If $a+\frac1b=b+\frac1c=c+\frac1a$ for distinct $a$, $b$, $c$, how to find the value of $abc$?

From the fact that Expressions $1$ and $2$ are equal, we obtain $$a-b=\frac{1}{c}-\frac{1}{b}=\frac{b-c}{bc}.$$ From the fact that Expressions $2$ and $3$ are equal, we obtain $$b-c=\frac{1}{a}-\frac{1}{c}=\frac{c-a}{ca}.$$ From the fact that Expressions $3$ and $1$ are equal, we obtain $$c-a=\frac{1}{b}-\frac{1}{a}=\frac{a-b}{ab}.$$

Multiply the left-hand sides, the right-hand sides. We get $$(a-b)(b-c)(c-a)=\frac{(b-c)(c-a)(a-b)}{(abc)^2}.$$ Since $a$, $b$, and $c$ are distinct, $(a-b)(b-c)(c-a)\ne 0$. We conclude that $(abc)^2=1$. This yields the two possibilities $abc=1$ and $abc=-1$.

In a logical sense we are finished: We have shown that if $(a,b,c)$ is a solution of the system with $a$, $b$, and $c$ distinct, then $abc=\pm 1$.

But it would be nice to show that there are solutions of the desired type. So let's find such a solution, with $abc=1$.

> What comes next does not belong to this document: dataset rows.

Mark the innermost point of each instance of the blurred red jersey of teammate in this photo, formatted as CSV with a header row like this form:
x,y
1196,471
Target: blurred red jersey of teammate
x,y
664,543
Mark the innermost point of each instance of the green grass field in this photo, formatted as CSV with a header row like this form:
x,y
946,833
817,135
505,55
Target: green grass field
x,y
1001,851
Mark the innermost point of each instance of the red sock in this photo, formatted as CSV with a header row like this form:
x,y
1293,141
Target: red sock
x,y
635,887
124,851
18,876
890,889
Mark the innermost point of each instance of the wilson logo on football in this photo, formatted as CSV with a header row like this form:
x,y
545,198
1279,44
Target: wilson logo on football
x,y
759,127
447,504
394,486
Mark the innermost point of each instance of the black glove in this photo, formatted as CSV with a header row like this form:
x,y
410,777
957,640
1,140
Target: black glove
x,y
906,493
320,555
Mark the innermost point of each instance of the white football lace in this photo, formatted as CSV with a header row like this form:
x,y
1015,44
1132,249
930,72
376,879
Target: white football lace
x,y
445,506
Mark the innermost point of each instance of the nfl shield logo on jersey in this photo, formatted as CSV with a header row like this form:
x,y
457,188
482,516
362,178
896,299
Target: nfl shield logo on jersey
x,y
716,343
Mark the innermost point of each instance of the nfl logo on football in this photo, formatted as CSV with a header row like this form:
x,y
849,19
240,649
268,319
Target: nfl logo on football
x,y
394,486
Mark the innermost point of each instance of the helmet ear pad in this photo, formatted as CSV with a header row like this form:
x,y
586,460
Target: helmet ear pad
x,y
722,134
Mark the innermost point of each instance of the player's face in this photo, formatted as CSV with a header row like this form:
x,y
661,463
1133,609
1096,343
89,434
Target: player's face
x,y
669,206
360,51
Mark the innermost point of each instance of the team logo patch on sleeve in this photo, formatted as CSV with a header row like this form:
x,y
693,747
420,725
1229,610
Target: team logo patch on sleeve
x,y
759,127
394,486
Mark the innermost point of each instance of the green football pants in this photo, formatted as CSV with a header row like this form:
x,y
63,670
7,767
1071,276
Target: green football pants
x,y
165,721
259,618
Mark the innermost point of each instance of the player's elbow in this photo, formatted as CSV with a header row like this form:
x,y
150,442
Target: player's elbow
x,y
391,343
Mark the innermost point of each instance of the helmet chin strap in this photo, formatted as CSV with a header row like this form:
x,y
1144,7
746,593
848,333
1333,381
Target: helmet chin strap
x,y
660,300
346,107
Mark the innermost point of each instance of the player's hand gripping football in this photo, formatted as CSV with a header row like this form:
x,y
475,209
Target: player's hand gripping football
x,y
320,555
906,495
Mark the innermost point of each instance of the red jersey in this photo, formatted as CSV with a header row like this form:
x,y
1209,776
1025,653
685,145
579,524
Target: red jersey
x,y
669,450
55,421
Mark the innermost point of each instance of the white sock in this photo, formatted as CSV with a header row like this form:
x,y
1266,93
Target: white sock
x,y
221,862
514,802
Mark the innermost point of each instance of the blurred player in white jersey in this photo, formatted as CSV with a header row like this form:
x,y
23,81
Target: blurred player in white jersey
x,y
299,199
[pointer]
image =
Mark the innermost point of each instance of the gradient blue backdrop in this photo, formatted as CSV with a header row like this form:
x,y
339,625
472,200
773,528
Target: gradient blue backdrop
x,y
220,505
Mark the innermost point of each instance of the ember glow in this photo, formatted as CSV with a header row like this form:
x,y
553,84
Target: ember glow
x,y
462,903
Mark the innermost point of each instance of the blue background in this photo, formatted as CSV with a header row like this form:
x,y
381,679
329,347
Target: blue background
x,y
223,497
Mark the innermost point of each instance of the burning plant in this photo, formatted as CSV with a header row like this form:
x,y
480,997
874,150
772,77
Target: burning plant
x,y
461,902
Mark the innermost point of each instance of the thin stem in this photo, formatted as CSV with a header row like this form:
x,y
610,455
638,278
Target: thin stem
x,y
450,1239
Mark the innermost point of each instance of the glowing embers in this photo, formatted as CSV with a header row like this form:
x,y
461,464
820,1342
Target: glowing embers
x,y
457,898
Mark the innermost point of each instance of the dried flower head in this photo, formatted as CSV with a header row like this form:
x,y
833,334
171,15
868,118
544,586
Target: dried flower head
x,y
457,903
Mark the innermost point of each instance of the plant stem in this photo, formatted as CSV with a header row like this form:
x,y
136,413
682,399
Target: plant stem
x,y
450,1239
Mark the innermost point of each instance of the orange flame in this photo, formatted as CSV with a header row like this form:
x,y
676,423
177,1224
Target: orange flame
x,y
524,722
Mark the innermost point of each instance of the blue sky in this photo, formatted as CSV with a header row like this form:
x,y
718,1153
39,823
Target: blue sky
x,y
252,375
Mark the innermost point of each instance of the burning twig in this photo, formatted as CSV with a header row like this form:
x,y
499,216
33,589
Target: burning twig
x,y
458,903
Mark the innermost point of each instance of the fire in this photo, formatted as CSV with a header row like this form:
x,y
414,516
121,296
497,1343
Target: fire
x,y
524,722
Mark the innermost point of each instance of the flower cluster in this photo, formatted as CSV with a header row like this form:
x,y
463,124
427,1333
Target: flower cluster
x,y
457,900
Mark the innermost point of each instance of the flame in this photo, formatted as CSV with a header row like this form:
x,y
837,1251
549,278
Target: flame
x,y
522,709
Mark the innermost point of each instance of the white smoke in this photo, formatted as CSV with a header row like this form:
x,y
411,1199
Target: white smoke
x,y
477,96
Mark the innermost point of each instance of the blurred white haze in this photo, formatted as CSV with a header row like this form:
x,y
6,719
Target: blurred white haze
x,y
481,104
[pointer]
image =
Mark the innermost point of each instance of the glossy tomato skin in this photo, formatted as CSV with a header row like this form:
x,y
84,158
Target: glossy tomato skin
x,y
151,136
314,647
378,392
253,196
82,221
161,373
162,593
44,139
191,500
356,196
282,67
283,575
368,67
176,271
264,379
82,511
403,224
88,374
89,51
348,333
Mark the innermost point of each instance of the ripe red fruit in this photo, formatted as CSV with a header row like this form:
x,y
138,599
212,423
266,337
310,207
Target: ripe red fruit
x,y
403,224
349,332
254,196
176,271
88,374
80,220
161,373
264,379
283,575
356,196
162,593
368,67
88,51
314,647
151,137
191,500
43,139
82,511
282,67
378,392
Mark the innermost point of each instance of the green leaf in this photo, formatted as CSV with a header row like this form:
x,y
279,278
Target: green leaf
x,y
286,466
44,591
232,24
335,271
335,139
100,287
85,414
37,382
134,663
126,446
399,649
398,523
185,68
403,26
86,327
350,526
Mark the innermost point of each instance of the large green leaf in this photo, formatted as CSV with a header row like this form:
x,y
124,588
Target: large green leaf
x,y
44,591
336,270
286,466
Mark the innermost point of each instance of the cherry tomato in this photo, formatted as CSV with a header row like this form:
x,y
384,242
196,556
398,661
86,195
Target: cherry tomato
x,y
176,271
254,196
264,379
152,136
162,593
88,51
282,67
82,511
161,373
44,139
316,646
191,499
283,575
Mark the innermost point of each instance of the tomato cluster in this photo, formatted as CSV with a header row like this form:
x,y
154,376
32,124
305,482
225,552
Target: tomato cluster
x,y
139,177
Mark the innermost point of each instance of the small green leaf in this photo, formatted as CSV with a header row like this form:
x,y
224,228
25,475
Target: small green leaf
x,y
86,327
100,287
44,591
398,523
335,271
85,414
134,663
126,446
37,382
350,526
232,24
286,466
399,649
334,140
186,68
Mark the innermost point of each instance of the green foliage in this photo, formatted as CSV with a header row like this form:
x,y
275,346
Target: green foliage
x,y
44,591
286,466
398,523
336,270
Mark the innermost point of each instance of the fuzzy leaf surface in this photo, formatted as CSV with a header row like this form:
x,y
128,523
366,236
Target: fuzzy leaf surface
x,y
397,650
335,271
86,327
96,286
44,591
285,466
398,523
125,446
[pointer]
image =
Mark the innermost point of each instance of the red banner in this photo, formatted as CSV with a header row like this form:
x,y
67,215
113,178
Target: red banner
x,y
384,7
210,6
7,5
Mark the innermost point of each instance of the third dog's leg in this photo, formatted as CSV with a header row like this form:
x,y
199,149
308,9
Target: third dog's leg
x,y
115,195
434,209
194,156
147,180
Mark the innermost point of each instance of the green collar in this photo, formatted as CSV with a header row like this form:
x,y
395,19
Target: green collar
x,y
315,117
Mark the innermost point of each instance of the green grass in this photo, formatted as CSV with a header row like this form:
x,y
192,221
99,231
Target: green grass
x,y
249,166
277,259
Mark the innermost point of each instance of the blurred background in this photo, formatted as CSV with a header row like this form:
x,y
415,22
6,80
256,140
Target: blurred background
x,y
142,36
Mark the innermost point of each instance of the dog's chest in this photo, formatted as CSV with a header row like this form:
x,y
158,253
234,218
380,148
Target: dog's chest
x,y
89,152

Look for a solution with $a=1$. Then we need $c=1/b$. In order to satisfy our equations, we need $1+1/b=2b$. Beside the useless solution $b=1$, this has the solution $b=-1/2$. We conclude that $$a=1,\quad b=-\frac{1}{2},\quad c=-2$$ is a solution of the desired type, with $abc=1$. By changing all the signs, we find that $$a=-1,\quad b=\frac{1}{2},\quad c=2$$ is a solution with $abc=-1$.

Added: It is easy to see that if two 0f $a$, $b$, $c$ are equal, then they are all equal, giving the parametric family $(t,t,t)$, where $t\ne 0$. Now assume that $abc=\pm 1$. We find all solutions with $abc=1$. The solutions with $abc=-1$ are then obtained by changing all the signs.

Let $a=t$. Our equations will be satisfied if $t+1/b=b+1/c$, where $c=1/bt$. We therefore obtain the equation $t+1/b=b+bt$, which simplifies to $(1+t)b^2 -tb-1=0$. Now we can solve this quadratic equation for $b$, and get $c$ from $tbc=1$. There is undoubtedly a more symmetric way to obtain the complete parametric description of the solutions!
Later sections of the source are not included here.